Confirming that Ryanair is in the process of submitting a complaint against the Commission to the European Courts, Ryanair’s Head of Regulatory Affairs, Jim Callaghan, said:
“This is another example of the Commission’s twin track approach to state aid. On one hand they refuse to take action against serious violations of the state aid rules by national Governments to protect their flag carrier airlines like Air France, Lufthansa, Alitalia and Olympic, while at the same time they launch bogus investigations against small regional and secondary airports like Charleroi.
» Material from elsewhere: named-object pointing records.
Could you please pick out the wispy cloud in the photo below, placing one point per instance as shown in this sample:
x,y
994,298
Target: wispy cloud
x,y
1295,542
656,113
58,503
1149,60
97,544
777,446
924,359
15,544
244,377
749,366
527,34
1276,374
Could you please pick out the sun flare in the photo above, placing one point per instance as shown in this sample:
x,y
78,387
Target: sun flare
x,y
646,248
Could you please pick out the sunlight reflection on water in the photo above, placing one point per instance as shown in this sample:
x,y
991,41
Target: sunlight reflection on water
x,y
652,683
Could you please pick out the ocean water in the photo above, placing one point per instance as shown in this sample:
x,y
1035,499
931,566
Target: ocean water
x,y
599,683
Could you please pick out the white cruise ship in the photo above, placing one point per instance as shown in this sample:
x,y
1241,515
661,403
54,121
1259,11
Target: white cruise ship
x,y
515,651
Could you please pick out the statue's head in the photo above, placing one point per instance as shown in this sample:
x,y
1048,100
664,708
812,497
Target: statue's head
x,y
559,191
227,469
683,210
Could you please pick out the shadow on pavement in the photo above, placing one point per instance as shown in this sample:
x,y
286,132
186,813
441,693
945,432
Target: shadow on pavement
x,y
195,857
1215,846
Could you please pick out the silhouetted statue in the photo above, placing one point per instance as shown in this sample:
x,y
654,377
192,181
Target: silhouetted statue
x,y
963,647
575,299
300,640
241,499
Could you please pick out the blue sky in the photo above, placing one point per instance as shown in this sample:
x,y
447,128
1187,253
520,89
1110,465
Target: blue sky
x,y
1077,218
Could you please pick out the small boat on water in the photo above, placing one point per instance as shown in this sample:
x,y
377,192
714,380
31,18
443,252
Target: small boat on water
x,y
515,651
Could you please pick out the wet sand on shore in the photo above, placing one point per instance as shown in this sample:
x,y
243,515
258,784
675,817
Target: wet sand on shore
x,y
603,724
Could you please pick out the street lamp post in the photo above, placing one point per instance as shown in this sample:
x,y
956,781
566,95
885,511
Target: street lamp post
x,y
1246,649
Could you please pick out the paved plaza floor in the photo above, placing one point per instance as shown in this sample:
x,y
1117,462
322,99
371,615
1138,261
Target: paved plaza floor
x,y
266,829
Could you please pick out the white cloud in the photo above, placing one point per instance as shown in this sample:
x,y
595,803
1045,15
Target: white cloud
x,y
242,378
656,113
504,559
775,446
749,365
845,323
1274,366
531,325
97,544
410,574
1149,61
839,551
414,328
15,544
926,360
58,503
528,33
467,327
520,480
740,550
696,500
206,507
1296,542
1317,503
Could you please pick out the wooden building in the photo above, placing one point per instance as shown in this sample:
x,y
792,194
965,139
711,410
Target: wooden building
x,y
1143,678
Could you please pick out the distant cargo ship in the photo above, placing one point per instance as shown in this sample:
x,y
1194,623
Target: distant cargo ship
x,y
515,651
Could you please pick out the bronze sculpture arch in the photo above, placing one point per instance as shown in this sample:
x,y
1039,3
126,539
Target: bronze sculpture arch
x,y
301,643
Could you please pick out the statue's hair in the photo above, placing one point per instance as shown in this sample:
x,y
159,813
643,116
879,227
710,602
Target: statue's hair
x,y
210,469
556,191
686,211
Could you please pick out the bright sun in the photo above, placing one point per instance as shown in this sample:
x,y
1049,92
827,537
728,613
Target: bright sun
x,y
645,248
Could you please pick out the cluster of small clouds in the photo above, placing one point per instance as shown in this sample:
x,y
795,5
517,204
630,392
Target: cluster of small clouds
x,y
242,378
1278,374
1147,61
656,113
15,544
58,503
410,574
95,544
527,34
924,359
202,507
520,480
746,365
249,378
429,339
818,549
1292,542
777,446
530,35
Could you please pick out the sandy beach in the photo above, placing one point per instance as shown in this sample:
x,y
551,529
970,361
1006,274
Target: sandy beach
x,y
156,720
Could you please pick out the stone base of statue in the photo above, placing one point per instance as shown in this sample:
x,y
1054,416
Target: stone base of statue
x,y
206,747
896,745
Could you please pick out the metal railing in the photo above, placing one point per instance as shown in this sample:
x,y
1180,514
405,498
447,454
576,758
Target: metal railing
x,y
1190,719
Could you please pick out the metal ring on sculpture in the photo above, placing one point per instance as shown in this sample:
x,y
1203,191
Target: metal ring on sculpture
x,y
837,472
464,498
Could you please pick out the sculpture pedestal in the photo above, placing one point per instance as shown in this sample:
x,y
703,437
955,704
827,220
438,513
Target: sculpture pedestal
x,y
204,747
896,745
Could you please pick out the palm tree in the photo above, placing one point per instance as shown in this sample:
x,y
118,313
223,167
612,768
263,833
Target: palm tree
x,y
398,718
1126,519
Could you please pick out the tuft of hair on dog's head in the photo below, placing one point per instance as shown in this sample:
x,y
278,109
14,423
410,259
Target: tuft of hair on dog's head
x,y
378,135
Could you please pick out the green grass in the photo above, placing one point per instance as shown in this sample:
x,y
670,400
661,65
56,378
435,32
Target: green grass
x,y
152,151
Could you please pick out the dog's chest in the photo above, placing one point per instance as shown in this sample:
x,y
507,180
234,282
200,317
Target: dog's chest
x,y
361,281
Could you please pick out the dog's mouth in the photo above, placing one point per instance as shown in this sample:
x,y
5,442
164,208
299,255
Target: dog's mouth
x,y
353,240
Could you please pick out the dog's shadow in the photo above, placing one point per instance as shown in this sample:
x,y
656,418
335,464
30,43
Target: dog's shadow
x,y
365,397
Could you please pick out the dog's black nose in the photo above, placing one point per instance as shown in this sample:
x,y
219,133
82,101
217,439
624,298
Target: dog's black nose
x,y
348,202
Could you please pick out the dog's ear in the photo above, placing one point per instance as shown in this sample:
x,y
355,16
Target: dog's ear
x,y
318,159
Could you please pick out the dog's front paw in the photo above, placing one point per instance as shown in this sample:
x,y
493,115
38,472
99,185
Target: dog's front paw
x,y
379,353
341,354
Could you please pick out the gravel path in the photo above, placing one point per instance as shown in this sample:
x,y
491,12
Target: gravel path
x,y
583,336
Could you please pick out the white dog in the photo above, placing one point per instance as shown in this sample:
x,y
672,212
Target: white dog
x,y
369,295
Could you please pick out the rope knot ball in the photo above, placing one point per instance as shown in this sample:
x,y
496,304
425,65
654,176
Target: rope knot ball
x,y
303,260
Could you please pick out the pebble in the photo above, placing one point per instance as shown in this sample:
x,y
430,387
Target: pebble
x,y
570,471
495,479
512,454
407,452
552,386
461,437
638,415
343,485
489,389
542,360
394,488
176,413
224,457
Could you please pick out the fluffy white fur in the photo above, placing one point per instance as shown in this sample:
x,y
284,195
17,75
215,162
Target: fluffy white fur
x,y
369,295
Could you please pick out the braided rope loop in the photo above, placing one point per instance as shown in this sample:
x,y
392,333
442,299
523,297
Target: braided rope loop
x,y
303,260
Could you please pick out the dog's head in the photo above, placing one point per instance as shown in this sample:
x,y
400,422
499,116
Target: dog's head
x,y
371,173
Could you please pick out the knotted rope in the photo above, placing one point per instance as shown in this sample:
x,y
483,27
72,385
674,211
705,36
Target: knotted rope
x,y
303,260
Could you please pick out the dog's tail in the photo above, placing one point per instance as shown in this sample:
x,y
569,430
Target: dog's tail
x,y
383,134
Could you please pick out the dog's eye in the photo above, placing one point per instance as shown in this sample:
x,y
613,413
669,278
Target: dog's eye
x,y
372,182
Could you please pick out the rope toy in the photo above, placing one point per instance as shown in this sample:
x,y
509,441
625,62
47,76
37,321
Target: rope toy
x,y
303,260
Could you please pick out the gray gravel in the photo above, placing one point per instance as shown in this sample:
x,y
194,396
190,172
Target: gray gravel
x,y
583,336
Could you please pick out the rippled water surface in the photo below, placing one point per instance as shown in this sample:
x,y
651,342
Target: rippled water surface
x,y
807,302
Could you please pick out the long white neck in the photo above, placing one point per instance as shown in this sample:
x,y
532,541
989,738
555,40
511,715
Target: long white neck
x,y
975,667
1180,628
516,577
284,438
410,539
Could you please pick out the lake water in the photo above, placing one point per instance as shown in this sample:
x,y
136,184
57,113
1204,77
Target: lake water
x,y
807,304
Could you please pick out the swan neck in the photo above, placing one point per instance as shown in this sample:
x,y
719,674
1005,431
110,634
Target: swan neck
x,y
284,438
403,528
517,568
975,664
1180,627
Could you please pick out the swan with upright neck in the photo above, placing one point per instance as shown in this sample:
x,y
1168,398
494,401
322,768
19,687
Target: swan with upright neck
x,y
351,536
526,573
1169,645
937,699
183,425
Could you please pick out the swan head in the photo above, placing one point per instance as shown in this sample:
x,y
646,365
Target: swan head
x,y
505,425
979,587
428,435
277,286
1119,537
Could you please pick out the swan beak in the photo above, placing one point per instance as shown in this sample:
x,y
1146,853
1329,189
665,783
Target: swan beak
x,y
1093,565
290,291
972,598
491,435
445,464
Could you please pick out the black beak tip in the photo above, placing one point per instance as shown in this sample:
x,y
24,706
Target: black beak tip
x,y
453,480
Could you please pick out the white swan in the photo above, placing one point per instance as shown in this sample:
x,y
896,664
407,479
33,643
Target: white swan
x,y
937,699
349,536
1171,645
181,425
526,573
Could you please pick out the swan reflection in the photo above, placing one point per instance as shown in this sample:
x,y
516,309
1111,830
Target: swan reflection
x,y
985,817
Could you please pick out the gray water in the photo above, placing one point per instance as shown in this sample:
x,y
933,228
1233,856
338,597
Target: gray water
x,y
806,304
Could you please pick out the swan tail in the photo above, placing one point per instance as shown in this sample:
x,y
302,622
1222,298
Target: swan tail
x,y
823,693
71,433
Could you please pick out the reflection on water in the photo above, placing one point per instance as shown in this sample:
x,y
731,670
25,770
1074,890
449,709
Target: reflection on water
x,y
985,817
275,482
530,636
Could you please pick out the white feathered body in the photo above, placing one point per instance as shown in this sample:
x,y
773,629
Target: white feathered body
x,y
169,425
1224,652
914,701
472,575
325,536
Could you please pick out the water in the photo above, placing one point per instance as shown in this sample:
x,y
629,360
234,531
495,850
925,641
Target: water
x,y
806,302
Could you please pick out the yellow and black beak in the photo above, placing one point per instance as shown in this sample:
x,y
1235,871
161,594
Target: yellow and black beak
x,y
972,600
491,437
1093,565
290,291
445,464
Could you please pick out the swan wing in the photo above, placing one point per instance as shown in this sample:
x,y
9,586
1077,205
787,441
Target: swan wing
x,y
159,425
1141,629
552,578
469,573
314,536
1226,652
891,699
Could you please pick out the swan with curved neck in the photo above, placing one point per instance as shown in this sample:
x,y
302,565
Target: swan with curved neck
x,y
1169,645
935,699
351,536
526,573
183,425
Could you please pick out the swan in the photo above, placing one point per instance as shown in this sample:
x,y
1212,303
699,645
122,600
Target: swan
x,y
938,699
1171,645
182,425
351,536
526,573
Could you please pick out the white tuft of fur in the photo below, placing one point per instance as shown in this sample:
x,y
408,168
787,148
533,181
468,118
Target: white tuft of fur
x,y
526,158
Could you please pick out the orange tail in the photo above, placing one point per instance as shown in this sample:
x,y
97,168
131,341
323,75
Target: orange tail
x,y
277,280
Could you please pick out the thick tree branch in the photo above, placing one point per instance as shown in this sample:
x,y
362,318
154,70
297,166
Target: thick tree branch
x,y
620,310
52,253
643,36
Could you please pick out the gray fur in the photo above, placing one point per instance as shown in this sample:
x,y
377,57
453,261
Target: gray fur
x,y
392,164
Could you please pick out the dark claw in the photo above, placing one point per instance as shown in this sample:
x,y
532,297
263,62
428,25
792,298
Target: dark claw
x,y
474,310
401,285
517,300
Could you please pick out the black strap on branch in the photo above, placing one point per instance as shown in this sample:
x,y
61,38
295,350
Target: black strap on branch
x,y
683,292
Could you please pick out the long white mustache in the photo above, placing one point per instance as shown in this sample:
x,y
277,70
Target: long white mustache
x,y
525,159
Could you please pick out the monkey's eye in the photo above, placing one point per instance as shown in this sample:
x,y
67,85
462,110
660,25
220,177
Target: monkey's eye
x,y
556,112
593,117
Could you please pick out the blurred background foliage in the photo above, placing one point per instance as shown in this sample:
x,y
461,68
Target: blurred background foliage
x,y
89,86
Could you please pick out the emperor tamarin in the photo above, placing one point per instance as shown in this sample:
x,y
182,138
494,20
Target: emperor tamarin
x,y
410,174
The foolishness of the Commission’s Charleroi decision is that Ryanair now actually has a lower cost base in Charleroi.
“The Commission has failed to take any action against the following blatant abuses of the state aid rules:
- The French Government’s discounting of domestic airport fees, which amounts to an illegal state aid to Air France of approximately €1bln. over the past 7 years. Meanwhile, the Commission is pursuing tiny Malta for a similar discounting of its domestic airport charges.
- The German Government has allowed state owned Munich Airport to rack up losses of over €50m. p.a. on a new terminal built exclusively for Lufthansa. These losses are a massive subsidy to Lufthansa, the only occupant of this terminal. Meanwhile, the Commission is going after small regional and secondary airports like Charleroi that are offering competitive deals to airlines, like Ryanair, who are prepared to deliver huge traffic growth to these otherwise underutilised airports.
- The Italian and Greek Governments have repeatedly given massive injections of state aid into their terminally ill flag carrier airlines, Alitalia and Olympic. The Commission has rubberstamped multi-billion bailout packages for Alitalia and the Italian Government is currently planning to write off hundreds of millions in losses at the national airline in order to make it attractive for sale. Meanwhile, the European Commission blocked Ryanair from taking over the small, loss making regional Irish airline, Aer Lingus. Moreover, the Greek Government has never repaid the multi-millions in illegal state aid granted to Olympic.
“It appears as always that the Commission applies one rule for the high fare flag carrier airlines and state owned primary airports, but a different one for low cost airlines like Ryanair and the numerous regional and secondary airports that are offering competition and lower fares to the travelling public. The European Commission is more concerned with protecting inefficient flag carrier airlines and hub airports than it is with actually promoting competition and the consumer interest.
“Ryanair is left with no alternative but to challenge the Commission’s failure to investigate these unlawful state aid abuses in the European Courts. Ryanair is confident that the European Court will take the Commission to task for their failure to fairly enforce the state aid rules against national Governments who continue to protect their inefficient flag carrier airlines.
“It is time that the European Commission stops this twin track approach to enforcing the state aid rules. The same rules should be fairly applied to all airlines, and an end put to the unlawful state aid to the flag carriers”.